Re: [ALUG] How to check if a cron.daily job has run?

9 Mar 2021

      On Tue, Mar 09, 2021 at 09:39:20PM +0000, steve-ALUG@hst.me.uk wrote:
...
On 09/03/2021 19:32, Chris Green wrote:
...
I run a daily backup on four systems.  It's a bash script called
'backup' (original eh?) which is in /etc/cron.daily and thus gets run
by Anacron in the early morning.
I need to check that the backup has run somehow as, very occasionally,
the backup system's USB disk 'falls asleep' and as a result any
attempt to access it just hangs.  Thus the rsync backup job doesn't
fail (and produce an error message) it just never returns.
So how can I check and get an error message if this happens?  The next
day is soon enough, it's not an urgent problem, I just need to know if
my daily backups are working.  However this needs to be 'no message
means it has worked', message only if it has not worked.
Suggestions:
1) Don't run it through /etc/cron.daily.  I don't think you have much
control over log files/error files/output from jobs run in cron.daily.  Is
this a job you've manually put in there, or is it setup via crontab?  If
it's the former, I'd suggest the latter.
It's manually put there by me, nothing to do with crontab (which
doesn't put things in cron.daily).
...
2) I suggest investigating systemd jobs because it's the modern way to do
it, and I think you have much more control over when things run.
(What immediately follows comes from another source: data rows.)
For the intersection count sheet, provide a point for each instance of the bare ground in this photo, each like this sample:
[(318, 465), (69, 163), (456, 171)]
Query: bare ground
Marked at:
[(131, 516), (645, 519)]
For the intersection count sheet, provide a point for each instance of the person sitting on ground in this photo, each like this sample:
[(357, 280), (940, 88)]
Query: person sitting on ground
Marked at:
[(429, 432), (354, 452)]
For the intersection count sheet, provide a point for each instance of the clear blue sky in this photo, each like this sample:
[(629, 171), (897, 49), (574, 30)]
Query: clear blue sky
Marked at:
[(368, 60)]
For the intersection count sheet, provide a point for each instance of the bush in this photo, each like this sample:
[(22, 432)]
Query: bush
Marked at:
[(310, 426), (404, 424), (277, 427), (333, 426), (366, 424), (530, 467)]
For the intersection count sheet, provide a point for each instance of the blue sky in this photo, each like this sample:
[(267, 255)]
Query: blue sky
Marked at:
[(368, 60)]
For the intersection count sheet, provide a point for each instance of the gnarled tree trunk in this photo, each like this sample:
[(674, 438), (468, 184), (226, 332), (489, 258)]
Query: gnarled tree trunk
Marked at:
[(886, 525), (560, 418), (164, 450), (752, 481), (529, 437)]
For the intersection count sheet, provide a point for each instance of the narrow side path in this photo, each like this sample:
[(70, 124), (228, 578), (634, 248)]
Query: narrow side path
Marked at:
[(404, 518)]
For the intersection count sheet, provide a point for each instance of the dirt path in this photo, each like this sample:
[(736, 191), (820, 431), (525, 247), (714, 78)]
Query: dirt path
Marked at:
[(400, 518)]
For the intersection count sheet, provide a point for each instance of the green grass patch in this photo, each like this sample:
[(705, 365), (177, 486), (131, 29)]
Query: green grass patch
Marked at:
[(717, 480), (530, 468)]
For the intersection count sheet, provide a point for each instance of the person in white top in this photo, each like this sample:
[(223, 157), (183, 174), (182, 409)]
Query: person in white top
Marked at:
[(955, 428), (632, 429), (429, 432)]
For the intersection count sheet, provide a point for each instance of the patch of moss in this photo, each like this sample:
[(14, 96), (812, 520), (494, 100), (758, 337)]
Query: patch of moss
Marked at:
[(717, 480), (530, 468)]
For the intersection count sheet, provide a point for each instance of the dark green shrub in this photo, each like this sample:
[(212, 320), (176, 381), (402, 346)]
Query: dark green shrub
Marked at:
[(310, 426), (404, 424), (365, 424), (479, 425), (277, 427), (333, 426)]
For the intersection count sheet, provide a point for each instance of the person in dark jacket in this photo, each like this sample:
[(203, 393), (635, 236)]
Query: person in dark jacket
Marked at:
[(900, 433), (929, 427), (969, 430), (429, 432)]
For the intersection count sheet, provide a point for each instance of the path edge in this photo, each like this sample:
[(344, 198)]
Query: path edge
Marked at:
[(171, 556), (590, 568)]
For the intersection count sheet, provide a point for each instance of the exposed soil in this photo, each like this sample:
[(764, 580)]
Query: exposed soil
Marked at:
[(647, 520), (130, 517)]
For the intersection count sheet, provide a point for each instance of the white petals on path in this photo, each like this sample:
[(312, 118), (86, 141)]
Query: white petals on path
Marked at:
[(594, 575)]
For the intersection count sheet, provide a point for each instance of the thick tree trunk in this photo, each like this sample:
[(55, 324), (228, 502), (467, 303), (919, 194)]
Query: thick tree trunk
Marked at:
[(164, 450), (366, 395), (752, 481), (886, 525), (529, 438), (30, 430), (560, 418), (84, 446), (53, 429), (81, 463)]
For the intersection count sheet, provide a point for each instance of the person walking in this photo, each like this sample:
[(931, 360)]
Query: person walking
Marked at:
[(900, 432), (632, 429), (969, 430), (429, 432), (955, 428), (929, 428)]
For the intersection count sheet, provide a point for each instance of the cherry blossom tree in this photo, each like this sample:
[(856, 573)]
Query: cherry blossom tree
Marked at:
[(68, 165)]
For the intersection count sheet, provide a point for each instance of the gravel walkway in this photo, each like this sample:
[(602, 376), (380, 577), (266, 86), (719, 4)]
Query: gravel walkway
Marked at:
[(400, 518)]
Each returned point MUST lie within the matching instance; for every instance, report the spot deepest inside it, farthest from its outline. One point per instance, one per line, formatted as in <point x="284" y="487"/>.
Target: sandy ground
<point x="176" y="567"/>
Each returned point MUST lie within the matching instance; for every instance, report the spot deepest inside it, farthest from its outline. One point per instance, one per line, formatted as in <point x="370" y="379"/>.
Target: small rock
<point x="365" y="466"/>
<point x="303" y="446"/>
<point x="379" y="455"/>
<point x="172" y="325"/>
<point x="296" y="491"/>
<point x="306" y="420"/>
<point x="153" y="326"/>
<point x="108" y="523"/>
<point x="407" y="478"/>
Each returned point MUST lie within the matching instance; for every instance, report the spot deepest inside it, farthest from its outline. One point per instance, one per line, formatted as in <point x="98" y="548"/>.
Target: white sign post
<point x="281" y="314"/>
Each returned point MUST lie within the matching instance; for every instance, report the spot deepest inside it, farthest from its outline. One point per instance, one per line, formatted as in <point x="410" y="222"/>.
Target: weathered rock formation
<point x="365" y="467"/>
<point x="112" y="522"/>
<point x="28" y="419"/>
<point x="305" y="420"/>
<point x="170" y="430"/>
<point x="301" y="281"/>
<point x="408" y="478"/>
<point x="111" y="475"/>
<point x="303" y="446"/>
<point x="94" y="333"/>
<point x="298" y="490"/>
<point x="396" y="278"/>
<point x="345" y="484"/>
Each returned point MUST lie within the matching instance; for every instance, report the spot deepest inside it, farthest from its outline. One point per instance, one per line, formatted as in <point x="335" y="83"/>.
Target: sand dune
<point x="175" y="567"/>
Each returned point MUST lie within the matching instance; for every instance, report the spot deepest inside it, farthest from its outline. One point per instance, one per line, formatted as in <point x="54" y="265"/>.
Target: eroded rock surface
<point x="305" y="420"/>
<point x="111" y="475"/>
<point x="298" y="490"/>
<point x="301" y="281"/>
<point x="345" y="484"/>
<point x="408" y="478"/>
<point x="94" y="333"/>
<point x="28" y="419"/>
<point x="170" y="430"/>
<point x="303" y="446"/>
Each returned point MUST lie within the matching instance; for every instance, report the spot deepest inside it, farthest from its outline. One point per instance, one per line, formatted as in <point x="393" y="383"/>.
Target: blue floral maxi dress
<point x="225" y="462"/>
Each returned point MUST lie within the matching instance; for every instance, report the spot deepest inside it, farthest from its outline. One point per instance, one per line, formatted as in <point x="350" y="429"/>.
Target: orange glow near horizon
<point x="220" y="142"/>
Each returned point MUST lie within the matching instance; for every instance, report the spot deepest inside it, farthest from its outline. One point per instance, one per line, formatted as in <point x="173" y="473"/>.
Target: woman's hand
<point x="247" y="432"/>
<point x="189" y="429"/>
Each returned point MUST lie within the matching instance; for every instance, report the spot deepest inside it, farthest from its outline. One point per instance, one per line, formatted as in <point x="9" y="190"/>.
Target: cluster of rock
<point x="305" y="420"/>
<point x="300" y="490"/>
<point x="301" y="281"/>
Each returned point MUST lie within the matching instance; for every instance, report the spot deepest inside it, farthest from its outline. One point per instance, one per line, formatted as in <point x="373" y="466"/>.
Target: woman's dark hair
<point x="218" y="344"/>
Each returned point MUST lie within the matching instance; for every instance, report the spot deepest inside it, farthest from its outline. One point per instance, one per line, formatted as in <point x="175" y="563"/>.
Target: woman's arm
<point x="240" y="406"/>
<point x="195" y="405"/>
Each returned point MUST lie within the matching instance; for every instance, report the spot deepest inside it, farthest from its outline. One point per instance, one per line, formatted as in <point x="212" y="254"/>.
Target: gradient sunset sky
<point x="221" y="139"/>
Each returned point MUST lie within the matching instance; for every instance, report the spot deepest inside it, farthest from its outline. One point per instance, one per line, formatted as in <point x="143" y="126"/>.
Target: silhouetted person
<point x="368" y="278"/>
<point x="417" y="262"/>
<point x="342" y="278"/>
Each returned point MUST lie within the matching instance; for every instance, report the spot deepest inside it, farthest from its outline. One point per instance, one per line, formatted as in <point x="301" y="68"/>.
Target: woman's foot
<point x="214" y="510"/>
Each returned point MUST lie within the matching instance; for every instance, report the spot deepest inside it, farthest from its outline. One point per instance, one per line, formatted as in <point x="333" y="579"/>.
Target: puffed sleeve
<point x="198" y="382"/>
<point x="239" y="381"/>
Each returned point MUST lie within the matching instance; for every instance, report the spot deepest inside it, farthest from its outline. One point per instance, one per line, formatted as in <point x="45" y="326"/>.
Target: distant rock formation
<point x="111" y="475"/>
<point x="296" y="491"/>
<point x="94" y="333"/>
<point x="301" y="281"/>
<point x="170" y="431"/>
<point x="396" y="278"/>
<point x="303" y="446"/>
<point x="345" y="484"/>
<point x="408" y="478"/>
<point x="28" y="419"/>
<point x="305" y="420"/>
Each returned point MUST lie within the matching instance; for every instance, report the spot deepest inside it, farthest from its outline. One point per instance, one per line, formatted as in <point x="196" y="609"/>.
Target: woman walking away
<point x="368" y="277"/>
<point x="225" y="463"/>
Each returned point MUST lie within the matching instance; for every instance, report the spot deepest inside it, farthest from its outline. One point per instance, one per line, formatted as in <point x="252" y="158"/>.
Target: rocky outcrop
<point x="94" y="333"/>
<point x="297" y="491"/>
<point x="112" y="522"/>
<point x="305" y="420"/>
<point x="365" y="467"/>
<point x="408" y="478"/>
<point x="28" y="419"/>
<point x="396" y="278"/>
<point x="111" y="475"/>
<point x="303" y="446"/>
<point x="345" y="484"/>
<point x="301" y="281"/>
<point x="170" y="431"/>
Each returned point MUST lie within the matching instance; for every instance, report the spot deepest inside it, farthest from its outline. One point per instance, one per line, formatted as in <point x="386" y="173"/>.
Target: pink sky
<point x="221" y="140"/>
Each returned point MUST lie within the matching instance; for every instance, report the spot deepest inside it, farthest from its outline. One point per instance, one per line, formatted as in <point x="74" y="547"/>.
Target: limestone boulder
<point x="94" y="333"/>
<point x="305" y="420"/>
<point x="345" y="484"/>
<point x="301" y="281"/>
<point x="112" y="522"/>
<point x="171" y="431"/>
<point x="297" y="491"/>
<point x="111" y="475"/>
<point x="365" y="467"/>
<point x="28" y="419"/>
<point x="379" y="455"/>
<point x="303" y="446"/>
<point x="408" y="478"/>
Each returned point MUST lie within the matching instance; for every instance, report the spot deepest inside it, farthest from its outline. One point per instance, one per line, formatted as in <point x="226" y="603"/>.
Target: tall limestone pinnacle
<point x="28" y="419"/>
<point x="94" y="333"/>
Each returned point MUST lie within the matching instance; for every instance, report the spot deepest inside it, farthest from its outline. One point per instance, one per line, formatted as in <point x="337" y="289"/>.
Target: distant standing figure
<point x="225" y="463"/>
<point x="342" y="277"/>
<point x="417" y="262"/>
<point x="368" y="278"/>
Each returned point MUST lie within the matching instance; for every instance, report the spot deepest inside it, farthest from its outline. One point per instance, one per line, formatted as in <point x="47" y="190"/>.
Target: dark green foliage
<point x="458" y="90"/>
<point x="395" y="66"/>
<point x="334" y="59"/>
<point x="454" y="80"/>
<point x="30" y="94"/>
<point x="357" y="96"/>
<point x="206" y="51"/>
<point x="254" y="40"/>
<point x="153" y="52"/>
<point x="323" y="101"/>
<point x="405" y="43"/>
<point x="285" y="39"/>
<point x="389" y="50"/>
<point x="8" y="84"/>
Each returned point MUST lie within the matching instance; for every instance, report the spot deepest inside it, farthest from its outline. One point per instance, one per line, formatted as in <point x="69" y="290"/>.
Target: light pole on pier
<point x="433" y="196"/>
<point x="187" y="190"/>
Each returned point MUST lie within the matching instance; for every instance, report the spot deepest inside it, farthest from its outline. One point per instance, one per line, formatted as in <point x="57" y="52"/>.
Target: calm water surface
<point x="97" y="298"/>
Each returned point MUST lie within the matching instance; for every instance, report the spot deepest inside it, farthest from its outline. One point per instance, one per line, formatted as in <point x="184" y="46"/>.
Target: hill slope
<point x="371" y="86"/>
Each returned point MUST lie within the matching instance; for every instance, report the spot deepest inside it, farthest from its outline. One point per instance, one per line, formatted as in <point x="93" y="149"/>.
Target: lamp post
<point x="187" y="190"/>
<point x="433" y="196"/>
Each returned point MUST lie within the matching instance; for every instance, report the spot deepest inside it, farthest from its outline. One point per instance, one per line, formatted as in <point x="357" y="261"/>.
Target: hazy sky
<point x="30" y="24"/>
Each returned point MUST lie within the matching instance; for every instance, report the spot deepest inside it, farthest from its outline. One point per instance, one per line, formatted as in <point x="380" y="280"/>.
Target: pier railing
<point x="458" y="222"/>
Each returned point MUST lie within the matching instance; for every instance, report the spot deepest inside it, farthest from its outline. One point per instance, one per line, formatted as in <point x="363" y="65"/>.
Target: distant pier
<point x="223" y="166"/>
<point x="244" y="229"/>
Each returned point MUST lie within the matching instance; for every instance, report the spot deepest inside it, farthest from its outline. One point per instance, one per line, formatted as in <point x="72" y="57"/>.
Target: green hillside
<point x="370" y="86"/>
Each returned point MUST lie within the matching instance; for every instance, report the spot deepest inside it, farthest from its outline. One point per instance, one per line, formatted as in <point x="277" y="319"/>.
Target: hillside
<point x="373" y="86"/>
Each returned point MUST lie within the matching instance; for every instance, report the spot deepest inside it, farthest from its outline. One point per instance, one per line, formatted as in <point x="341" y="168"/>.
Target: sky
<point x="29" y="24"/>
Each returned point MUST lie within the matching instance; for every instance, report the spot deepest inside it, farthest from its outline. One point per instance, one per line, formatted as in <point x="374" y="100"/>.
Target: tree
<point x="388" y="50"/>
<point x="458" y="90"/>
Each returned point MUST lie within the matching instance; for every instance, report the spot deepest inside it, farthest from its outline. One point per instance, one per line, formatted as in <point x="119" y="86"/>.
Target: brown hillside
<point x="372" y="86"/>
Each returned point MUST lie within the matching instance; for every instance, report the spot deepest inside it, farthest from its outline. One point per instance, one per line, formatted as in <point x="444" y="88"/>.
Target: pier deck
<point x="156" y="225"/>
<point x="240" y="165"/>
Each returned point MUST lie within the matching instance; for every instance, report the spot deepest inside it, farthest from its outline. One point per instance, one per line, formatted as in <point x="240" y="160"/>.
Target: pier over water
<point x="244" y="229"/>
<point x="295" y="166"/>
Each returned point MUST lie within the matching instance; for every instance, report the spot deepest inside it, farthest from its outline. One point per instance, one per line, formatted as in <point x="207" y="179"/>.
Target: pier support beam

I think you
can control logs and job restarting.  However it's a bit of a learning
curve.  Look in /etc/systemd/system/timers.target.wants for examples of jobs
that are run on a schedule.  You can add a line
OnCalendar=daily
to run once a day, or
OnCalendar=*-*-* 01:15:00
to schedule a start time.
It is run by systemd.  The problem is that the job shows no sign of
failing, it just never completes.  I don't think systemd will know any
better than anything/anyone else that it has failed.
...
3) Tweak your script.  Create a manual .PID file.  Either just use touch to
create MyBackupHasStarted.pid (or any other name), or somehow work out the
actual pid of the script  (e.g. something crude like ps -Af | grep "sh.sh"
...
MyBackupHasStarted.pid)  I forget where pid files are supposed to go.  Upon
sucessfull completion of the script, delete the .pid file, i.e. do it in the
last line of your script.  Then create a 2nd script which checks for the
presence of the pid file at a time by when it should have finished.  If it
exists, send an error - perhaps generate an email using one of these methods
https://tecadmin.net/ways-to-send-email-from-linux-command-line/
Yes, this should do it, but how do you start a second script at a
controlled time after the first one?
...
4) find something that you can do that produces an error if the usb disk has
become non-responsive.  There must be something!  Even if it means writing a
python script.  Do this first and if it errors, trap the error and respond
to it.
As far as I can tell nothing produces an error, all that ever happens
is a permanent hang.  It's messy, you'd have to fire off a sub-process
and have a timeout that checks if the sub-process terminates.  It
could be done but it is rather messy.  The other issue is that one
doesn't want to do it 'all the time' as it will keep the USB drive
permanently running.

I think the best idea is something like 3).

-- 
Chris Green